Он помолчал. Потом заговорил снова, обращаясь скорее к себе, чем ко мне:
— Она была такая очаровательная, такая великодушная. Всегда привлекала к себе внимание. Многие искали ее общества. Люди из самых разных кругов.
Почему он все время говорит о ней в прошедшем времени?
— Она умерла? — спросил я.
— Нет, откуда вы это взяли? — Он удивился. — Времена, конечно, трудные… Но нет никаких оснований полагать, что она умерла. В последний раз, когда мы с ней виделись, она была бодра и здорова, но от виолончели тем не менее отказалась.
— Почему она отказалась от виолончели?
— Слишком трудоемкий инструмент. Она говорила, что должна принести жертву. У нее были твердые убеждения.
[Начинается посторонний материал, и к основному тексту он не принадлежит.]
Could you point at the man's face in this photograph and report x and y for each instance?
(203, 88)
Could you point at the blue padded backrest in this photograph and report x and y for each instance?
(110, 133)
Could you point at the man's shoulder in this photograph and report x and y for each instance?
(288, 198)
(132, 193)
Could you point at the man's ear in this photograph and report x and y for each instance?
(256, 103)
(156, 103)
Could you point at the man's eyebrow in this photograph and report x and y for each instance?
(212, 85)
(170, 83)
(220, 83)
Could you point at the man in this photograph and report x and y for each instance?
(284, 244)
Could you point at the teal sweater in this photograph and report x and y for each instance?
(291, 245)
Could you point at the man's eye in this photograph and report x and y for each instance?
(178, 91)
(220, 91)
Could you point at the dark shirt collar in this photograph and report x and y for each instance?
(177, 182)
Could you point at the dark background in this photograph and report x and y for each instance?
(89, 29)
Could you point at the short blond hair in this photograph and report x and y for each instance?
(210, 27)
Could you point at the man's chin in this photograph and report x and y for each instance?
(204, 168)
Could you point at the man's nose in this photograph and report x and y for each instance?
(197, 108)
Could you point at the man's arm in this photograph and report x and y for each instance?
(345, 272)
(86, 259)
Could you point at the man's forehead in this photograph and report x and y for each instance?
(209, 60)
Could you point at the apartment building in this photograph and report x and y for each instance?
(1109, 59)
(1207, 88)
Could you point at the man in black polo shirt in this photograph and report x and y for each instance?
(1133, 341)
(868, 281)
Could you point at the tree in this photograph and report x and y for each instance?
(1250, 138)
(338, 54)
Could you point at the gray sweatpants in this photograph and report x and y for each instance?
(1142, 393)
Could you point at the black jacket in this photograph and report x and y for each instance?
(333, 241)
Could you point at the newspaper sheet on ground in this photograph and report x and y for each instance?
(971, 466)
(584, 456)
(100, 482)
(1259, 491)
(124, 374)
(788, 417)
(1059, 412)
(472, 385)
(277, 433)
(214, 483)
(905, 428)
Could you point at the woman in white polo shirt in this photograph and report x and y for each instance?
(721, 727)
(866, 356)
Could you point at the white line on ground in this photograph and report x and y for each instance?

Я попытался объяснить Майеру, что не верю, будто Дина могла добровольно отказаться от виолончели или оставить ее в чужом городе.
— Она относилась к тем людям, которые оставляют все, что не может быть бессмертным, — медленно произнес он.
Я показал ему письмо с подписью, которую не мог разобрать.
— Она очень спешила. Сами понимаете, отъезд… Он вопросительно глянул на меня, потом посмотрел на виолончель:
— Особой ценности виолончель не представляет, но это хороший инструмент. Заберите ее!
— Где она жила в Берлине? — спросил я. Он пожал плечами.
— Она бросила виолончель по вашему совету?
— О нет! — Он даже испугался. — Но я откровенно сказал ей, что великой виолончелистки из нее не получится и что концертировать она не сможет.
— Как бессердечно! — дерзко сказал я.
— Это было необходимо!
— Вы лишили ее всего!
— Напротив, я вернул ей мужество! — тихо проговорил он.
— Мужество? Для чего?
— Чтобы стать самой собой.
— Дина всегда была самой собой!
Мы смотрели друг на друга. Его усы были похожи на смешных лохматых зверьков.
— Скажите, вы хорошо знали эту женщину? — спросил он. — Должно быть, вы близкий ей человек, если она подарила вам виолончель.